Find groups of files that end with the same 17 characters-CodePudding

I'm grabbing files that have a unique and common pattern. I'm trying to match on the common. Currently trying with bash. I can use python or whatever.

file1_02_01_2021_002244.mp4
file2_02_01_2021_002244.mp4
file3_02_01_2021_002244.mp4
# _02_01_2021_002244.mp4 should be the 'match all files that contain this string'

file1_03_01_2021_092200.mp4
file2_03_01_2021_092200.mp4
file3_03_01_2021_092200.mp4
# _03_01_2021_092200.mp4 is the match
...    
file201_01_01_2022_112230.mp4
file202_01_01_2022_112230.mp4
file203_01_01_2022_112230.mp4
# _01_01_2022_112230.mp4 is the match

the goal is to find all that are matching from the very end of the file back to the first uniq character, then move them into a folder. The actionable part will be easy. I just need help with the matching.
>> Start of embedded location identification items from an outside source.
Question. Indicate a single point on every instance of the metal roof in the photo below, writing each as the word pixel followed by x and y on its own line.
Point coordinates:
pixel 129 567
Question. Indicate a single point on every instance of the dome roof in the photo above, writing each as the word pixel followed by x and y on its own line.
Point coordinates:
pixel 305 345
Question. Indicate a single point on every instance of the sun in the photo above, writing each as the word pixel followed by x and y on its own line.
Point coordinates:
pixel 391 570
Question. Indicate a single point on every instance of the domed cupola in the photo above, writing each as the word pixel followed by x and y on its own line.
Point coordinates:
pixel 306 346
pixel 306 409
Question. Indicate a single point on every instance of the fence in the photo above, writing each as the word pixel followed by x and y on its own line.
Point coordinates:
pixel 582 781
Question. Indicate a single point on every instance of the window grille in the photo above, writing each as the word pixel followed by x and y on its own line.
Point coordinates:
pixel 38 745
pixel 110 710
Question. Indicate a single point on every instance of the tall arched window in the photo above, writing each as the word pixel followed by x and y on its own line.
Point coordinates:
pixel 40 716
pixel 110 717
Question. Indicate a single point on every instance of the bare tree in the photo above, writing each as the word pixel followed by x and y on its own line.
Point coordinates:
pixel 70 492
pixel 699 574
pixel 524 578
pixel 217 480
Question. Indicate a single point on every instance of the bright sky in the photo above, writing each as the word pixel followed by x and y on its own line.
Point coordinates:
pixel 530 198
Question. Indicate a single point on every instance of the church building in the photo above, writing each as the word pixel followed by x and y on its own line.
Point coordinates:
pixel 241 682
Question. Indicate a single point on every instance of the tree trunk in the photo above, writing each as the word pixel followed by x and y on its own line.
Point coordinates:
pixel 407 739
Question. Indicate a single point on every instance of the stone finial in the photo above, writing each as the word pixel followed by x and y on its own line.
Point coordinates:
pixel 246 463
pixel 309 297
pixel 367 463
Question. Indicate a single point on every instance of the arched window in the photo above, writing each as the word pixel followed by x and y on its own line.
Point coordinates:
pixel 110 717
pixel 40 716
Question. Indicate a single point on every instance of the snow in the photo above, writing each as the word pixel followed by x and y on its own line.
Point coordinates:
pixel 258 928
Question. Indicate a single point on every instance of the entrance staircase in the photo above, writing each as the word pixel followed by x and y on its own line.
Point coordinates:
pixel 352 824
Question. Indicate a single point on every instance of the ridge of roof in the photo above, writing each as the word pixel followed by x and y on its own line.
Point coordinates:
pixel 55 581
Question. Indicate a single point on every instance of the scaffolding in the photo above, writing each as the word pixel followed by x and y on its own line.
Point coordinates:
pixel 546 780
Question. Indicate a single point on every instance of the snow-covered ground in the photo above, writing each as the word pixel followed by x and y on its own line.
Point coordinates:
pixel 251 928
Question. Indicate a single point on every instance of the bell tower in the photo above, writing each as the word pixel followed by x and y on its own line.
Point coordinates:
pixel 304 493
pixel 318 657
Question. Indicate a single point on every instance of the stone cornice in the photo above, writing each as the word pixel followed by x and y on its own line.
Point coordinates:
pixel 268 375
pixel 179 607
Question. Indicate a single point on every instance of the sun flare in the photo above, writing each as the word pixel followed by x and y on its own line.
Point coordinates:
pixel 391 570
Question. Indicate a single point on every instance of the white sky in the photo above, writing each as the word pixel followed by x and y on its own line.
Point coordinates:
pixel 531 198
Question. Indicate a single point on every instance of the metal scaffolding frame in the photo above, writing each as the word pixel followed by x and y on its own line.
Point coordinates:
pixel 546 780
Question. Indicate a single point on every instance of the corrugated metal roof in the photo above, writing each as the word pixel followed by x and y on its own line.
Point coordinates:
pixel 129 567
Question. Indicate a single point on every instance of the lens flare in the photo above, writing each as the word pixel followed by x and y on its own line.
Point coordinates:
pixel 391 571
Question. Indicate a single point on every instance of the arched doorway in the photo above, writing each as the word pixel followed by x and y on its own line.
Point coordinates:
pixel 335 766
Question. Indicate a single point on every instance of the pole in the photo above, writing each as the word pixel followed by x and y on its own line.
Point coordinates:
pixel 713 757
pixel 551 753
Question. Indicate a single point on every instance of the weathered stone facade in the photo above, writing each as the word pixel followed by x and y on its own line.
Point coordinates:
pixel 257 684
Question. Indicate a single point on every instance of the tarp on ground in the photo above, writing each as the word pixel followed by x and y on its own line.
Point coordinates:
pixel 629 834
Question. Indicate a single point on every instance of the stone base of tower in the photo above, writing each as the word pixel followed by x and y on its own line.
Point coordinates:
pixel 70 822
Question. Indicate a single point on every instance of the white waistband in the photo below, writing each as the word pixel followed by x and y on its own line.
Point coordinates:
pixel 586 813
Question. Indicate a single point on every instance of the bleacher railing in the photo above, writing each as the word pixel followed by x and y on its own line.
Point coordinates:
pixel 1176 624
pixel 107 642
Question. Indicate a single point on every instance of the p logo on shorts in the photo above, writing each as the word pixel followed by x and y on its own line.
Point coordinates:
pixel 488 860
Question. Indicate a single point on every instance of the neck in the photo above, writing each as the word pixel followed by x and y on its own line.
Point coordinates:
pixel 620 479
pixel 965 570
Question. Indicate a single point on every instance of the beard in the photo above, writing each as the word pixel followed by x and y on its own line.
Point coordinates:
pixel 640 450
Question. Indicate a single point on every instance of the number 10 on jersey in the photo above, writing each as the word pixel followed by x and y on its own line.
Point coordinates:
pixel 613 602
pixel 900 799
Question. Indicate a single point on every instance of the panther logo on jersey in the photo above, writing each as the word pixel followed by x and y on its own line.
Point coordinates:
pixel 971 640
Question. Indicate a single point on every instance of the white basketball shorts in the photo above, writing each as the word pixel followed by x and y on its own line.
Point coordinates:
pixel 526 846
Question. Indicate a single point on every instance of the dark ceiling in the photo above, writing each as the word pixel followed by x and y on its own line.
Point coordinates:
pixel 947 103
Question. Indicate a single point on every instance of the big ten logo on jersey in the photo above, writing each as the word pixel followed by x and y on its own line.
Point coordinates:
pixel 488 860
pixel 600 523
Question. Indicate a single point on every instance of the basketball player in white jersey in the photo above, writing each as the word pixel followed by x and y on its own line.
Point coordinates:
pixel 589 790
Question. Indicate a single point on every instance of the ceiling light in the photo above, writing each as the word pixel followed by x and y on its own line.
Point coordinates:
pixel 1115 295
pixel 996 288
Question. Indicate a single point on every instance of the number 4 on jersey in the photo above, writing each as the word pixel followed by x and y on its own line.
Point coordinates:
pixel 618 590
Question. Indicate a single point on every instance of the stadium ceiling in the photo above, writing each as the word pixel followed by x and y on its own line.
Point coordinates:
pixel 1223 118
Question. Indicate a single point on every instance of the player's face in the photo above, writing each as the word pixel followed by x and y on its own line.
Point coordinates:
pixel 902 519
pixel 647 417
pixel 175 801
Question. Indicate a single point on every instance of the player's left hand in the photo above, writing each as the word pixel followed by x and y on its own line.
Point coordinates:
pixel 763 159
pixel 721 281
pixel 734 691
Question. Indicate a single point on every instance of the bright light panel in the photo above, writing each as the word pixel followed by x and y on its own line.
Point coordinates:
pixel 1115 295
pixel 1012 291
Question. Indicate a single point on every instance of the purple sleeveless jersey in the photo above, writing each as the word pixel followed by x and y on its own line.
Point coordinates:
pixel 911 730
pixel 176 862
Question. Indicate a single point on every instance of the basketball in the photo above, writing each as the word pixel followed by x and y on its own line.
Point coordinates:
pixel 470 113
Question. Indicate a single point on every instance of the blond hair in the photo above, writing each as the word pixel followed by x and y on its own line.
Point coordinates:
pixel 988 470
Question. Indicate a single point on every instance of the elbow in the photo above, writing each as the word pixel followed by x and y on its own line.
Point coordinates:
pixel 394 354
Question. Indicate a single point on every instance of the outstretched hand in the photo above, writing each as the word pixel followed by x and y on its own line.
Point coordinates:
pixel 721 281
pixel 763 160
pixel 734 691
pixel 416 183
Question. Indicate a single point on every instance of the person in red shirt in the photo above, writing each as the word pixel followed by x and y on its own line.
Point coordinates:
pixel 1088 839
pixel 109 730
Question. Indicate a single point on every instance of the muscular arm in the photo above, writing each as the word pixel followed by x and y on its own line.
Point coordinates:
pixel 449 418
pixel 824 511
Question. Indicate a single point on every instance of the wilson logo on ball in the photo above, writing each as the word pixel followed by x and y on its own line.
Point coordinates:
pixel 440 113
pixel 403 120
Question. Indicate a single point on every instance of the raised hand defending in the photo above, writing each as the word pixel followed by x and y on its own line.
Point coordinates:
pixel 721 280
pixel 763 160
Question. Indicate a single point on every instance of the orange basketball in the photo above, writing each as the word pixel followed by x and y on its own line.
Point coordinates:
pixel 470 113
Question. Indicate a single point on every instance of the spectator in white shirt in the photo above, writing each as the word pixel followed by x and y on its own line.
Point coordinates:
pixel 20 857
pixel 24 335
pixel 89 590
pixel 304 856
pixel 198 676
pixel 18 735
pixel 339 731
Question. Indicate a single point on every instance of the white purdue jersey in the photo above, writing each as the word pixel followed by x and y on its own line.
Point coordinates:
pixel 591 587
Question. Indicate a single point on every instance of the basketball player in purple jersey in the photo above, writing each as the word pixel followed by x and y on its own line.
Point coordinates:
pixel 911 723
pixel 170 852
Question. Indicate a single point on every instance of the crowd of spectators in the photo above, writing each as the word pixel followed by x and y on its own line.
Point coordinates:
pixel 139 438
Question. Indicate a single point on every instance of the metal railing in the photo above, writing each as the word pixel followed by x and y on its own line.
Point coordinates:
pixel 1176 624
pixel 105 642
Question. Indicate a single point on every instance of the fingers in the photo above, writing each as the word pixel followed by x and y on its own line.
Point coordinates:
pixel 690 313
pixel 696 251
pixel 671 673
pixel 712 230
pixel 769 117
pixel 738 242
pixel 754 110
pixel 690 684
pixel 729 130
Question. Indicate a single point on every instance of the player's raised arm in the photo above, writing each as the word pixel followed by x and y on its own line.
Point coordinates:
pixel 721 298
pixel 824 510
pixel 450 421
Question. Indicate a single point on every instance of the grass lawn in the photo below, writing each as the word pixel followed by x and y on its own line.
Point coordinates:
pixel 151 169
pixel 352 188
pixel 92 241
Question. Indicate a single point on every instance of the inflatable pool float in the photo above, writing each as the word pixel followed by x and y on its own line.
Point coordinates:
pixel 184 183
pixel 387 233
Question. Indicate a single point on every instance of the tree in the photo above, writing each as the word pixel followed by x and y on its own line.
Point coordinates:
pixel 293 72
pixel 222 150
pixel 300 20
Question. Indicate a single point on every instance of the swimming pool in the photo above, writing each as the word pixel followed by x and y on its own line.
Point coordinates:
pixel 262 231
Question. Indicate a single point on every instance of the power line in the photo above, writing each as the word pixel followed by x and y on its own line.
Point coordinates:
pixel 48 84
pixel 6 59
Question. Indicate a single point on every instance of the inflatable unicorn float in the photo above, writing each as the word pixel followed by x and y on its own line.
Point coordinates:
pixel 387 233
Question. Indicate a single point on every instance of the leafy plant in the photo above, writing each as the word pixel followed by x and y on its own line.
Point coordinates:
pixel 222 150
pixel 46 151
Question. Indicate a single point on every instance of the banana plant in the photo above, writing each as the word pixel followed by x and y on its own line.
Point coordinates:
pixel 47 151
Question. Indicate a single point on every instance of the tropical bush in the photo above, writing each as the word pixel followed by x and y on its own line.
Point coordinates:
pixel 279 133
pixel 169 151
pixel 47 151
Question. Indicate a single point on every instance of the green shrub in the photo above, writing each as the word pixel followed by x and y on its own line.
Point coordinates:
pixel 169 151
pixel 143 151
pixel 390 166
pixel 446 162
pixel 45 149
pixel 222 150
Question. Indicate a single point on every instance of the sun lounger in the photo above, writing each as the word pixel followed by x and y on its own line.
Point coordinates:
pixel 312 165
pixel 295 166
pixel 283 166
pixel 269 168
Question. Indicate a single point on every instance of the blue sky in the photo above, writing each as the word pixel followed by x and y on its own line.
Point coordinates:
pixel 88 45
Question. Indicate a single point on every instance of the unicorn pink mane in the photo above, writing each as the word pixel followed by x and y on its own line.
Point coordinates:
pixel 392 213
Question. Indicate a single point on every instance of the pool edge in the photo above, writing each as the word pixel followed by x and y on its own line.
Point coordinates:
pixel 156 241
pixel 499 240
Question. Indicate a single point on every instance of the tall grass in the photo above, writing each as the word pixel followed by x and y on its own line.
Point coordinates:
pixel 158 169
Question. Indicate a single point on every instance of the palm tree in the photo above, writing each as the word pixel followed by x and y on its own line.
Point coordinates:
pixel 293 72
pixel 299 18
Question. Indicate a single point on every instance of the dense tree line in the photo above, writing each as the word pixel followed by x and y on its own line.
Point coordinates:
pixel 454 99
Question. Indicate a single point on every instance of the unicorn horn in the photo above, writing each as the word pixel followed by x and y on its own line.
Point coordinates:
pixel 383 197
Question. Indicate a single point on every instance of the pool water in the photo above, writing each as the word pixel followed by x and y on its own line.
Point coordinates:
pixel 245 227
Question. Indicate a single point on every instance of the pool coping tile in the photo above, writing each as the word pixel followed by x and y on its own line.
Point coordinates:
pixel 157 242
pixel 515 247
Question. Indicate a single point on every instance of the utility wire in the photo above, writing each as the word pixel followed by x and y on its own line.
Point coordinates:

find -type f $("all that match the same last 17 characters of the file name"); do
    do things
done

CodePudding user response：

In python:

import os

os.chdir("folder_path")

data = {}
data = [[file[-22:], file] for file in os.listdir()]

output = {}
for pattern, filename in data:
    output.setdefault(pattern, []).append(filename)
print(output)

This will create a dict associating each file with the corresponding pattern.

Output:

{
    '_03_01_2021_092200.mp4': ['file1_03_01_2021_092200.mp4', 'file3_03_01_2021_092200.mp4', 'file2_03_01_2021_092200.mp4'], 
    '_01_01_2022_112230.mp4': ['file202_01_01_2022_112230.mp4', 'file201_01_01_2022_112230.mp4', 'file203_01_01_2022_112230.mp4'], 
    '_02_01_2021_002244.mp4': ['file1_02_01_2021_002244.mp4', 'file2_02_01_2021_002244.mp4', 'file3_02_01_2021_002244.mp4']
}

CodePudding user response：

There are several ways to approach this, including writing a bash script, but if it were me, I'd take the quick and easy road. Use grep and read:

PATTERN=_02_01_2021_002244.mp4
find . -name '*.mp4' | grep $PATTERN; while read -t 1 A; do echo $A; done

There are probably better ways that I haven't thought of but this gets the job done.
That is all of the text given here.